ラストワンマイル協同組合の専務理事、塚原淳氏は、設立の想いについて次のように述べる。
「同組合を結成した運送会社は、かつて大手運送会社3社(ヤマト運輸・日本郵政・佐川急便)さんの下請けとして個人宅向けの宅配の荷物を配送していたり、法人向けに専門に配送をしていたりしていました。EC需要を背景に、宅配の荷物がどんどん増えている中、配送したいと思っても、3社の下請けでないと配送できない状況でした。そこでなんとか自分たちで配送できないかと考えて立ち上がったという経緯があります」
●ラストワンマイル協同組合の特徴
塚原氏は、顧客である荷主に対するアピールポイントとして、3つを挙げているという。
「同組合では、低運賃で出荷でき、なるべく集荷の制限はしないようにするほか、お客様対応のコールセンターや、梱包、資材、出荷(3PLロジスティクス)、専用伝票、オリコン便、置配便などの付帯業務の相談が可能な点の3つを掲げています」
●ローコストキャリア宅配便が実現できている背景
そもそも、なぜローコストキャリアを実現できているのか。塚原氏の話によれば、主に「荷主と物流の工程を分担している」ことがあるという。

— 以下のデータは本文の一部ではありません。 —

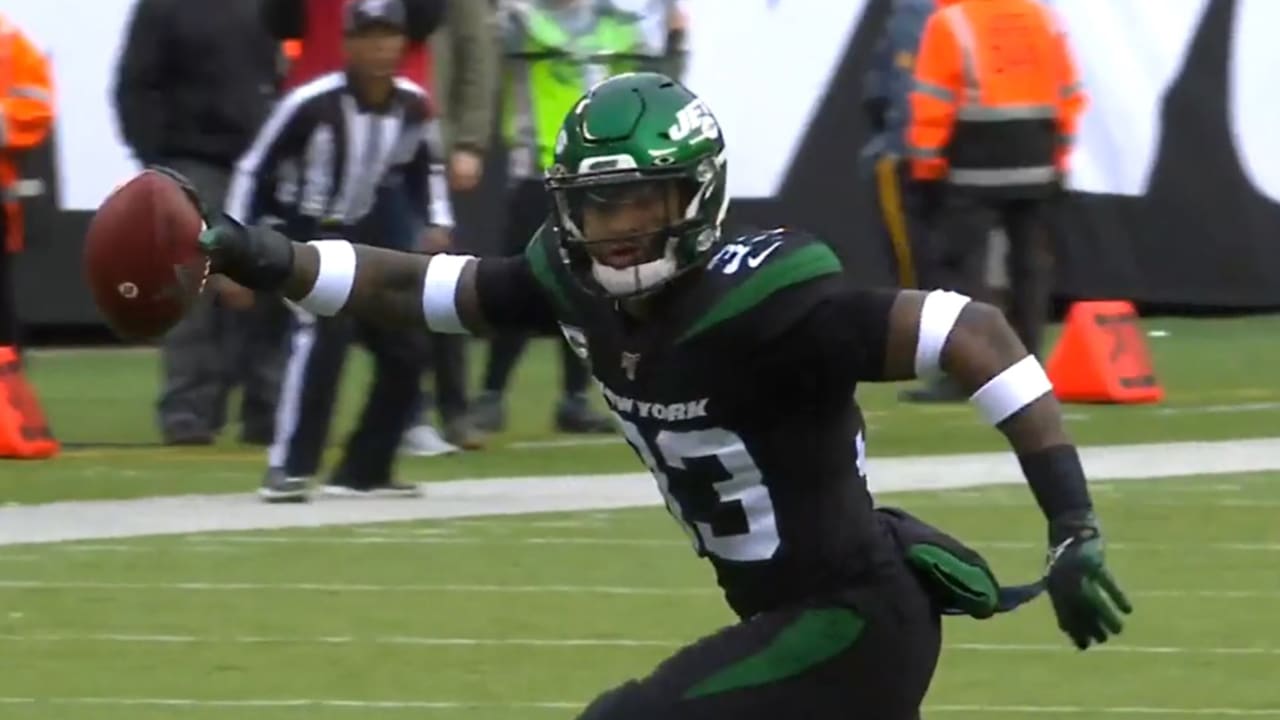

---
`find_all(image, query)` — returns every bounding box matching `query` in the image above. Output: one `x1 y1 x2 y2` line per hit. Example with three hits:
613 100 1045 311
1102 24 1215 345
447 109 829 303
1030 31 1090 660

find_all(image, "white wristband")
422 254 475 334
298 240 356 315
969 355 1053 425
915 290 969 379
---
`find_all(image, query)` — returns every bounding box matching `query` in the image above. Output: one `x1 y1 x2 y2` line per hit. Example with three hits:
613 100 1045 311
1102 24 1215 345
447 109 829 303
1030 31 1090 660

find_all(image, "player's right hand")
150 165 293 292
1047 511 1133 650
200 215 293 292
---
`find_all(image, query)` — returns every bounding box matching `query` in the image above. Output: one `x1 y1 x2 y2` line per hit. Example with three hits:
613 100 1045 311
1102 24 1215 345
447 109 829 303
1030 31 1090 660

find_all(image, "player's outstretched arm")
884 291 1132 650
201 223 494 333
155 161 524 333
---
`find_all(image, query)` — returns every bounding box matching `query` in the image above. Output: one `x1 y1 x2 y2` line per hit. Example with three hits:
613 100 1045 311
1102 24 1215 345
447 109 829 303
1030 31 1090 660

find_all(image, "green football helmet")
547 73 728 299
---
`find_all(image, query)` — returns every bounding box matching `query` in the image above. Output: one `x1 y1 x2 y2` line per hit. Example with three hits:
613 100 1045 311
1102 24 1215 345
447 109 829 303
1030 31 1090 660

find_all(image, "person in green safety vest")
471 0 687 433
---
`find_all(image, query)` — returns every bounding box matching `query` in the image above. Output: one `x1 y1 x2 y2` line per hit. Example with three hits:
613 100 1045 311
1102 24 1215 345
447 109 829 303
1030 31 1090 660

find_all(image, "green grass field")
0 475 1280 720
0 315 1280 502
0 318 1280 720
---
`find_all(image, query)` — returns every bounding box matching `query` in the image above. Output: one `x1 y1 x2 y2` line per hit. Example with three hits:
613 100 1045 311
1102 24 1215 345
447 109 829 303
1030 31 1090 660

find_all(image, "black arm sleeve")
760 286 897 404
476 255 558 333
115 0 168 164
259 0 307 40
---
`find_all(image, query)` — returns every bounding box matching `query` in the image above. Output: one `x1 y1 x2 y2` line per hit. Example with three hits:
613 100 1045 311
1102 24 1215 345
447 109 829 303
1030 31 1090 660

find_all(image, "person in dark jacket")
115 0 289 445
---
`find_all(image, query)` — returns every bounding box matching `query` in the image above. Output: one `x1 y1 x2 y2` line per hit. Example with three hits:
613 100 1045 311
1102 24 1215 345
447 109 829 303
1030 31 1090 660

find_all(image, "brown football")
84 170 207 340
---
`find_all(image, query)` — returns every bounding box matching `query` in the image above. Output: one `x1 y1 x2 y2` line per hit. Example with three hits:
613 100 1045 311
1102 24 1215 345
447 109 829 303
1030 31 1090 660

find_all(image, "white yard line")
0 438 1280 544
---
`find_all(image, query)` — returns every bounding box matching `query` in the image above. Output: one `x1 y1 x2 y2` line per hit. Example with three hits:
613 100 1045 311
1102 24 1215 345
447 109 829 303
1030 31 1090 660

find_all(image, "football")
84 169 207 341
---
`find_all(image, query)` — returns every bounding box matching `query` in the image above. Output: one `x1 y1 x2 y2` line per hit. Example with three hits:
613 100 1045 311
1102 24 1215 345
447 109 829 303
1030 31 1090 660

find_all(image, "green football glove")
1048 511 1133 650
147 165 293 292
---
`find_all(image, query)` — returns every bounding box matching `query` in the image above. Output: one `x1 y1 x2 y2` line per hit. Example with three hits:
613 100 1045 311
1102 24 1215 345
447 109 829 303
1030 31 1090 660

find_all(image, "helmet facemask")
548 155 728 299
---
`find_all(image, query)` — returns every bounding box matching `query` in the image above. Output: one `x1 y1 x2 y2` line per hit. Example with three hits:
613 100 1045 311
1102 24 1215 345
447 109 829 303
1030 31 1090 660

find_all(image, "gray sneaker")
401 423 458 457
556 395 618 434
467 392 507 433
444 416 488 450
257 468 311 502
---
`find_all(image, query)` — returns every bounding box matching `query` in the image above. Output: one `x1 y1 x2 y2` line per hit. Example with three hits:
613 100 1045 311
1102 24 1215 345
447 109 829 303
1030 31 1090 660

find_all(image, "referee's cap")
342 0 406 35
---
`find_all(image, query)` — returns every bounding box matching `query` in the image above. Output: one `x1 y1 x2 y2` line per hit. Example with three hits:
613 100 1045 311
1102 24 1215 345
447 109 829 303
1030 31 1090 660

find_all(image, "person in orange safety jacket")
0 17 54 347
906 0 1085 400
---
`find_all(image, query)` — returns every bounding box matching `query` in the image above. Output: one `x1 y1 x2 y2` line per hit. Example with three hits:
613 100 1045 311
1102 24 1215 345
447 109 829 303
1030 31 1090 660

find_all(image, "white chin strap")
591 249 676 297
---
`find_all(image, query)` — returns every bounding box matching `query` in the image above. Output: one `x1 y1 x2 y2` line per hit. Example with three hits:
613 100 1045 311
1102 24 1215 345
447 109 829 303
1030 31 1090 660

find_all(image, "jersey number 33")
620 418 781 562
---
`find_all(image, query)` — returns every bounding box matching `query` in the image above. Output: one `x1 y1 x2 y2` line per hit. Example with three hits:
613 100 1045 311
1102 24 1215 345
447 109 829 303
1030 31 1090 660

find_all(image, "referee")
227 0 453 502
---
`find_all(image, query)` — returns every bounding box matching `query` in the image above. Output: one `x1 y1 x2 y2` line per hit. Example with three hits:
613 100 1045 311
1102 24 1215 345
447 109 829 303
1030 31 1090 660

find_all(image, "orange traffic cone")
1046 300 1165 404
0 346 60 460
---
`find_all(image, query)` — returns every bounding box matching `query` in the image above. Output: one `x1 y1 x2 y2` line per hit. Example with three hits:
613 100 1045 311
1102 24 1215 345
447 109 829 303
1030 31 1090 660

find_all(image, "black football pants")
579 569 942 720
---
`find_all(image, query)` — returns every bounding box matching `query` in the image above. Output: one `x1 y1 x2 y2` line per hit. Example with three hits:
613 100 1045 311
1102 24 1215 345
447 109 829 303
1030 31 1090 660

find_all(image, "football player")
160 73 1130 720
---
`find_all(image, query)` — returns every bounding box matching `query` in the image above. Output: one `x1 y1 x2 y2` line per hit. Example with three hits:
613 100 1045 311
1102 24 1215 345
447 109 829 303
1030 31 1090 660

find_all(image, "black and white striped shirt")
225 72 453 241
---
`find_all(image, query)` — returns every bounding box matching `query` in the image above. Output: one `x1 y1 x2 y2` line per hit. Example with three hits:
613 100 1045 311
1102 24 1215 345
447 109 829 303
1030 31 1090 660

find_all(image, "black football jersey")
481 225 891 616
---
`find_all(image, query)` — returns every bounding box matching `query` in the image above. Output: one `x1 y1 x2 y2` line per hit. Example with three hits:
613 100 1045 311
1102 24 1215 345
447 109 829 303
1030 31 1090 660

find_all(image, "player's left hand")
1048 511 1133 650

通常は、「受付から集荷、仕分、横持ち(運搬)、仕分、配送」までの一連の作業を、配送業者がワンストップで担っている。一方、同組合はこの工程を荷主と分担することにより低運賃を実現している。
例えば、荷主が集荷を依頼せず、営業所別にあらかじめ荷物を仕分けして、各営業所に自ら持ち込む。これにより「受付・集荷・仕分」が省略され、通常よりも低運賃での配送が実現できるという。
●独自性配送物流が直販時代の一つの選択肢に
現在、モノが売れない、人口減少などの社会的背景から、少しでも利益を出すために、卸売店や小売店を介さないECによる「直売」形態に移行が進んでいる。そうした中、荷主がサービスの向上及び物流の満足を獲得するには、「物流の共存」が今後のテーマになってくると塚原氏は述べる。そこで、荷主が物流委託運送会社に求めることは大きく3点が挙げられるという。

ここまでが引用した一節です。